For those who don’t already know this, a safe direction is
- somewhere that, if shot, would cause only minimal, acceptable property damage; and
- somewhere that you can absolutely, positively guarantee the bullet won’t keep going after it lands there.
That’s a rather dry definition, but it covers the bases well enough. Unfortunately, many students need these concepts fleshed out a bit more. When presenting this idea, I like to ask my students, “Okay, that’s the basic idea. Everyone, right now, point to the safest direction in this classroom.” Some point without hesitation, and of those, many get it wrong. Others dither, or sit on their hands looking perplexed. That provides us with an excellent opportunity to discuss things that do, or do not, stop bullets.
Unless built of brick or stone, interior and exterior walls do not reliably stop bullets. Bullets zip right through sheetrock and paneling. Insulation barely slows them down. Windows simply shatter. Exterior siding rarely stops them. This means you cannot simply point at an apparently-solid wall and call it a “safe direction.” Yet many people do just that, instinctively thinking of a wall as something that would be safe to point the gun at, so we need to make sure our students understand these factors very clearly.
But what does that leave us with? Are we completely unable to handle our firearms as long as we are inside a building? Not quite, but it’s important to understand what we’re doing and why.
Of course, in your own home you can and should make a safe backstop that you can trust. But it’s a little different when traveling. When you’re on the road, you have to be a little more thoughtful and creative. (Unless you choose to travel with a — recommended! — Safe Direction ballistic containment product of your own.)
On the ground floor of a building, you can usually point the gun at the floor without too much risk. This does not work if you have a basement level underneath you, and of course it does not work if you’re standing on the second floor. Keep in mind, however, that a discharge straight into the floor may send a ricochet straight back up. You’re much safer with the gun pointed at a downward angle of 45 degrees or so — say two feet in front of you — than you are with it pointed straight down.
Some people want to point the gun at the ceiling. This is a very bad idea if you’re on the ground floor of a multi-story building, and almost as bad if you’re on the top level with nothing above you but roof. Roofs and second-story floors do not stop bullets any more reliably than walls do. A certain number of people are killed by falling bullets every year. 1
So what’s the solution? What if you’re in a hotel room, on the second or third floor of a multi-story building, surrounded by other rooms that almost certainly have people in them? Is there a safe direction? How can you safely handle your firearm if you must?
If you have a need to handle your firearm in an environment like that, here’s my advice: visualize yanking all the sheet rock off the walls, so you’re looking at just the bare skeleton of the building around you. You can see 2×4’s every few feet along all the walls. Those might stop bullets, but there’s no way to know exactly where they are with the sheet rock and paint in place.

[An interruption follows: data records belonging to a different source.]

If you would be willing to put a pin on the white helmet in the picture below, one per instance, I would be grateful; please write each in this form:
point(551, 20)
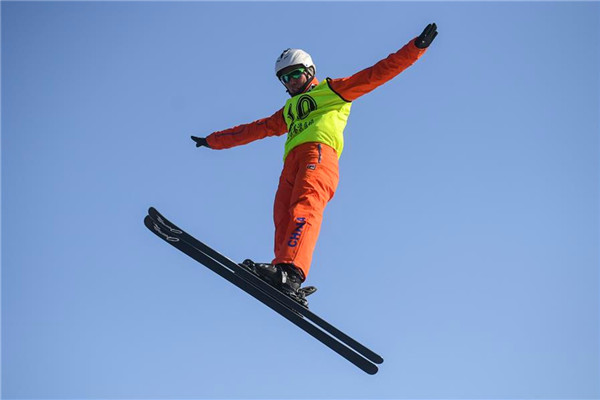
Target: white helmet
point(292, 57)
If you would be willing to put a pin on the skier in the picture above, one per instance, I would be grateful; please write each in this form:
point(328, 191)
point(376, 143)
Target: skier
point(314, 118)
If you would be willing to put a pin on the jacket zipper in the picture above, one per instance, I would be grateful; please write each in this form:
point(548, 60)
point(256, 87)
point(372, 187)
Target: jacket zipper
point(319, 147)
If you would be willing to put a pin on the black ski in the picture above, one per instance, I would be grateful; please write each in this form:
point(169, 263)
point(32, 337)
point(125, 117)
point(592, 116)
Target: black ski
point(268, 295)
point(248, 276)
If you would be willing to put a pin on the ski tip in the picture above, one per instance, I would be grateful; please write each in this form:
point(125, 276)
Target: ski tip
point(371, 369)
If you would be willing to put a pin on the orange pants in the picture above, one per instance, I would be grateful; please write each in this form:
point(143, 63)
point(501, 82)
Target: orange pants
point(307, 183)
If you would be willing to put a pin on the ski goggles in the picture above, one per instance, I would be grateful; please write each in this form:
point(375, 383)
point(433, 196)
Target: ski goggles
point(295, 74)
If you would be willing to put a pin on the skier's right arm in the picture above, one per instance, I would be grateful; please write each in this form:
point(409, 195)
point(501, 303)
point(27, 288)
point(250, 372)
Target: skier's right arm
point(243, 134)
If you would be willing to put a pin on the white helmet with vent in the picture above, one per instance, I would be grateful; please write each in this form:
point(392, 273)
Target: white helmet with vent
point(293, 57)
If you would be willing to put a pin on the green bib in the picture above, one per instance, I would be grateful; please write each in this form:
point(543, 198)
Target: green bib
point(319, 115)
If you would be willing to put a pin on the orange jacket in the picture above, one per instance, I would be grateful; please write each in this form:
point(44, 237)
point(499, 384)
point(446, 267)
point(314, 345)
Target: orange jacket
point(350, 89)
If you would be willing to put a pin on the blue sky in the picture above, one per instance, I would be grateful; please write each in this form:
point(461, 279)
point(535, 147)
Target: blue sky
point(462, 243)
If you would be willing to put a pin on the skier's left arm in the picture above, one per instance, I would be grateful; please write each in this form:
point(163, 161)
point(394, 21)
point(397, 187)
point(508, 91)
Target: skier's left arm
point(368, 79)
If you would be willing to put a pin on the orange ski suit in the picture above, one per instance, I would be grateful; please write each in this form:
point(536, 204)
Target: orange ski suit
point(310, 172)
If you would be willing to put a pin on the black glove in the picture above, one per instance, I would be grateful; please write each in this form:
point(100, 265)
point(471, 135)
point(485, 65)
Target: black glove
point(200, 141)
point(427, 36)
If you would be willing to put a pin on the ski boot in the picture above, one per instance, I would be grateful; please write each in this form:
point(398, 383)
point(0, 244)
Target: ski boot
point(284, 277)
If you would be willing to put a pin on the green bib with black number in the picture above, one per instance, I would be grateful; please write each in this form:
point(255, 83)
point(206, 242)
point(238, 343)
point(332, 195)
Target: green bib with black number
point(319, 115)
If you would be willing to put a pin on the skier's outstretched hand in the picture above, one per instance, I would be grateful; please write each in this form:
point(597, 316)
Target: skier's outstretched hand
point(427, 36)
point(200, 142)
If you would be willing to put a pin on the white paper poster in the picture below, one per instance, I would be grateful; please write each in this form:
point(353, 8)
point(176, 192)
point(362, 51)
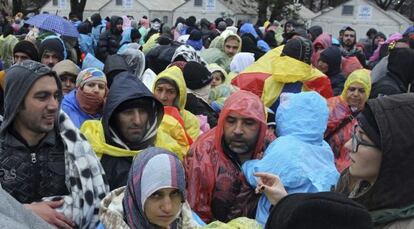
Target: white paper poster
point(365, 12)
point(211, 5)
point(128, 4)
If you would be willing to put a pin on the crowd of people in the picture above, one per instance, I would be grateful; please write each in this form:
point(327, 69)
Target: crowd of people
point(136, 124)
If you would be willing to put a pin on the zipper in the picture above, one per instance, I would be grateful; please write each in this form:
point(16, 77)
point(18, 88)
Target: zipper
point(34, 160)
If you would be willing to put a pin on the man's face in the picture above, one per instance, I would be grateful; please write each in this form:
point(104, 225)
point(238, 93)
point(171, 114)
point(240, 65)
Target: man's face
point(240, 133)
point(19, 57)
point(132, 124)
point(166, 94)
point(349, 38)
point(50, 58)
point(231, 46)
point(39, 110)
point(68, 83)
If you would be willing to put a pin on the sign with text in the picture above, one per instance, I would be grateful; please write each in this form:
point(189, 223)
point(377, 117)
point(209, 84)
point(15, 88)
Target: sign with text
point(211, 5)
point(364, 12)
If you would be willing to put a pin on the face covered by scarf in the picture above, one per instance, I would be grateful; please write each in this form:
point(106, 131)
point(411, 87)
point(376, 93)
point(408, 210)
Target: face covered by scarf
point(152, 170)
point(91, 103)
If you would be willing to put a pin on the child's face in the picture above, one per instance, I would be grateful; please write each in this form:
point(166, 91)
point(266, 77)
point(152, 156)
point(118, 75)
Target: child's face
point(217, 79)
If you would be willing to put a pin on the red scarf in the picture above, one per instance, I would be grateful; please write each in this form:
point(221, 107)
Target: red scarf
point(89, 102)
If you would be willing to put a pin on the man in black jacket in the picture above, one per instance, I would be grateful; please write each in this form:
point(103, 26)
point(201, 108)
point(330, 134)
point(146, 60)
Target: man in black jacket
point(109, 41)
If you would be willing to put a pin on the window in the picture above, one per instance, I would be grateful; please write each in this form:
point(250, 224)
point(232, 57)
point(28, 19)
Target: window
point(198, 2)
point(348, 10)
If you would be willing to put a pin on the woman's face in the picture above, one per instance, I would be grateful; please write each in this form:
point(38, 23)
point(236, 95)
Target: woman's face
point(356, 95)
point(365, 156)
point(163, 206)
point(217, 79)
point(166, 94)
point(95, 87)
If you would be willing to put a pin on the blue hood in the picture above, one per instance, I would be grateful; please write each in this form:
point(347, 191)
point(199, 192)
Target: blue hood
point(303, 115)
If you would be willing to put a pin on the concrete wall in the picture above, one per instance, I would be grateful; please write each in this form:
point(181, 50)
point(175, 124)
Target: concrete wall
point(361, 21)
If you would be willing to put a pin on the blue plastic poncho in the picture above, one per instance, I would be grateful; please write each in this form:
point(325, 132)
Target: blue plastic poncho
point(299, 156)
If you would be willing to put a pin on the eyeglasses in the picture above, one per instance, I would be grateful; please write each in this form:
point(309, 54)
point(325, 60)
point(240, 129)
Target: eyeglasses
point(360, 90)
point(356, 141)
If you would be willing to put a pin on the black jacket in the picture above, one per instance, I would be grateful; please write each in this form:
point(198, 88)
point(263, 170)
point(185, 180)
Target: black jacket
point(198, 107)
point(399, 76)
point(109, 41)
point(125, 87)
point(332, 56)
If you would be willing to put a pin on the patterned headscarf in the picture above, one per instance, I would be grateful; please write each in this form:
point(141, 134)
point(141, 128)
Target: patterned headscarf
point(153, 169)
point(187, 53)
point(89, 74)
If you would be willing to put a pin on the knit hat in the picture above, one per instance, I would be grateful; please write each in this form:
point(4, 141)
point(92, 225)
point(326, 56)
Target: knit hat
point(196, 75)
point(89, 74)
point(324, 210)
point(19, 79)
point(28, 48)
point(215, 67)
point(66, 67)
point(361, 76)
point(55, 44)
point(298, 48)
point(367, 122)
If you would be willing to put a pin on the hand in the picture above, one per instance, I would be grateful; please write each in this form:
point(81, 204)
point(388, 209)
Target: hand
point(271, 186)
point(46, 211)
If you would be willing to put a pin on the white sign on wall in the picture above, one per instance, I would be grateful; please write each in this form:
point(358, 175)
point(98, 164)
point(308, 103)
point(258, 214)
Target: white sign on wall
point(364, 12)
point(62, 4)
point(127, 4)
point(211, 5)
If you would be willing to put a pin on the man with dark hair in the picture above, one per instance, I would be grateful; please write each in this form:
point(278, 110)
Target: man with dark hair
point(52, 50)
point(45, 162)
point(348, 47)
point(109, 41)
point(131, 117)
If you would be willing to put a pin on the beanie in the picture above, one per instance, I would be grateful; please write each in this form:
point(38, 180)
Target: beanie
point(28, 48)
point(196, 75)
point(324, 210)
point(54, 44)
point(367, 122)
point(298, 48)
point(19, 79)
point(89, 74)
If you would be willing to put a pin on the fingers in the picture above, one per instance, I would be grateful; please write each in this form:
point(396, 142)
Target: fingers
point(54, 204)
point(62, 222)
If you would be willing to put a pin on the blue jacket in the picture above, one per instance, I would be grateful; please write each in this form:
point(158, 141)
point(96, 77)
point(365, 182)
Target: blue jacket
point(299, 156)
point(72, 108)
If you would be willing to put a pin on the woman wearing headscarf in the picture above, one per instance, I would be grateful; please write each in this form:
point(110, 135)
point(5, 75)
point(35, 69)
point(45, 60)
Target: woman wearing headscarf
point(171, 90)
point(381, 155)
point(87, 100)
point(342, 111)
point(154, 197)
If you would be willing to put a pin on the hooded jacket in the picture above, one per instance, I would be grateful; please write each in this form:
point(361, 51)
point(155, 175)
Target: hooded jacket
point(340, 112)
point(191, 123)
point(332, 56)
point(215, 53)
point(216, 186)
point(299, 156)
point(390, 198)
point(71, 107)
point(109, 41)
point(399, 76)
point(115, 157)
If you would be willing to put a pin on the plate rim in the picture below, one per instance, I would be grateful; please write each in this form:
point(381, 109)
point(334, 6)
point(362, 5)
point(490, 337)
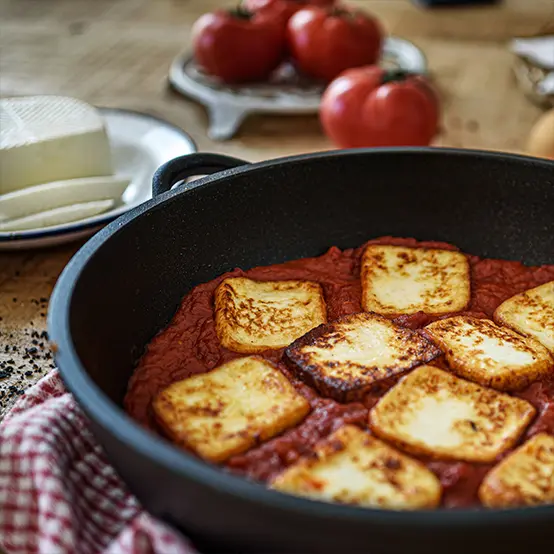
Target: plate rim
point(208, 96)
point(74, 227)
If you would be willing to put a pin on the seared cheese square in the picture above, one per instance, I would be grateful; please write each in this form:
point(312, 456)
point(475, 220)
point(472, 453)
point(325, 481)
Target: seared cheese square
point(230, 409)
point(402, 280)
point(498, 357)
point(253, 316)
point(345, 358)
point(435, 413)
point(531, 313)
point(352, 467)
point(524, 478)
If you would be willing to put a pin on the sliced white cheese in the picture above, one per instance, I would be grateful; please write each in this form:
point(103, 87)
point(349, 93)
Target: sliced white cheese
point(345, 358)
point(531, 313)
point(352, 467)
point(402, 280)
point(50, 138)
point(434, 413)
point(524, 477)
point(48, 196)
point(58, 216)
point(481, 351)
point(253, 316)
point(230, 409)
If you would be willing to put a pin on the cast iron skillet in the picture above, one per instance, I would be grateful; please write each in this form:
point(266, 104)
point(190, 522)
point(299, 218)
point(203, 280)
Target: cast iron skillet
point(125, 284)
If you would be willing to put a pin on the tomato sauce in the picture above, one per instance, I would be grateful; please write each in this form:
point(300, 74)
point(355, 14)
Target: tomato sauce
point(189, 345)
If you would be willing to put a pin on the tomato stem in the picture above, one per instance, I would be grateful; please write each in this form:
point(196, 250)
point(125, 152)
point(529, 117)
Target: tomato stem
point(393, 75)
point(240, 12)
point(337, 11)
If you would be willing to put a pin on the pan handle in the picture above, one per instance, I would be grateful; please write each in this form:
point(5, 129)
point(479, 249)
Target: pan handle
point(179, 169)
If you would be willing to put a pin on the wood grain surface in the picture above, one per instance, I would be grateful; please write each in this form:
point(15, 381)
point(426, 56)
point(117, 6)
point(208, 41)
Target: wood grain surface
point(117, 52)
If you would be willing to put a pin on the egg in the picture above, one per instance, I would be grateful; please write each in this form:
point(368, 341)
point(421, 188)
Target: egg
point(541, 139)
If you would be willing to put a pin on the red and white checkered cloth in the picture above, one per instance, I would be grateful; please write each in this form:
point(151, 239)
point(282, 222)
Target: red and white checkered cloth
point(58, 494)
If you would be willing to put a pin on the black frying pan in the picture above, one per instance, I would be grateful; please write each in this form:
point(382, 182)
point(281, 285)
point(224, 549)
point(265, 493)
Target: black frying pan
point(125, 284)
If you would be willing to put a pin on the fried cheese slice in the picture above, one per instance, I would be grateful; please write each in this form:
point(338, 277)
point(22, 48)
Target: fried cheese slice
point(435, 413)
point(494, 356)
point(531, 313)
point(253, 316)
point(345, 358)
point(352, 467)
point(402, 280)
point(229, 409)
point(524, 478)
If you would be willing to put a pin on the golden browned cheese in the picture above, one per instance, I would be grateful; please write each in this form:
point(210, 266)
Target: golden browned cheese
point(435, 413)
point(346, 358)
point(525, 477)
point(230, 409)
point(402, 280)
point(531, 313)
point(253, 316)
point(498, 357)
point(352, 467)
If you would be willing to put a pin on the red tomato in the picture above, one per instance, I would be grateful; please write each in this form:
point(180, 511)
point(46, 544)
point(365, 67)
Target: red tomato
point(325, 42)
point(283, 8)
point(238, 46)
point(369, 106)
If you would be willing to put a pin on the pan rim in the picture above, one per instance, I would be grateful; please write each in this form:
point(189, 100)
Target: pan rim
point(159, 451)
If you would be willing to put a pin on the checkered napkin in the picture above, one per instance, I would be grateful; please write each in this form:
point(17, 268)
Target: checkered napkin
point(58, 494)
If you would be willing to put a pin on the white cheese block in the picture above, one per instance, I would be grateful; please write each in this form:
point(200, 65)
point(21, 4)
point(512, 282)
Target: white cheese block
point(434, 413)
point(531, 313)
point(495, 356)
point(347, 357)
point(525, 477)
point(402, 280)
point(50, 138)
point(352, 467)
point(253, 316)
point(230, 409)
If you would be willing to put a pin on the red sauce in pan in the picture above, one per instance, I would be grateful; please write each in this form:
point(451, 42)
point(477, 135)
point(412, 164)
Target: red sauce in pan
point(189, 345)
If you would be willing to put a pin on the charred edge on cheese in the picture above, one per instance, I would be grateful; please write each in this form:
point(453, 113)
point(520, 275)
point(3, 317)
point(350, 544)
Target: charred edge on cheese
point(355, 389)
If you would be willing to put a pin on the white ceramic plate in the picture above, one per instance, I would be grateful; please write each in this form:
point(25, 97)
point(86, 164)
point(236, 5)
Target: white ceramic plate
point(140, 143)
point(285, 92)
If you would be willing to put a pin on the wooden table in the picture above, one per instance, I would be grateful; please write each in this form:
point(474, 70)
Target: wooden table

However, still looking at the skeleton of the building, you know that major support beams always come together along the floor at the outer corners of the room. You don’t have to see through walls to know where the outer corners of the room are, or to spot the location where both walls come together and meet the floor. So your safe(r) direction in that environment would be the corner of the floor of the room along an outside wall. Since support beams come together where the corners of the room come together, the corner of the floor on an outside wall is your best bet for hitting a support beam instead of a blank stretch of sheet rock. That makes it your safest direction in that environment.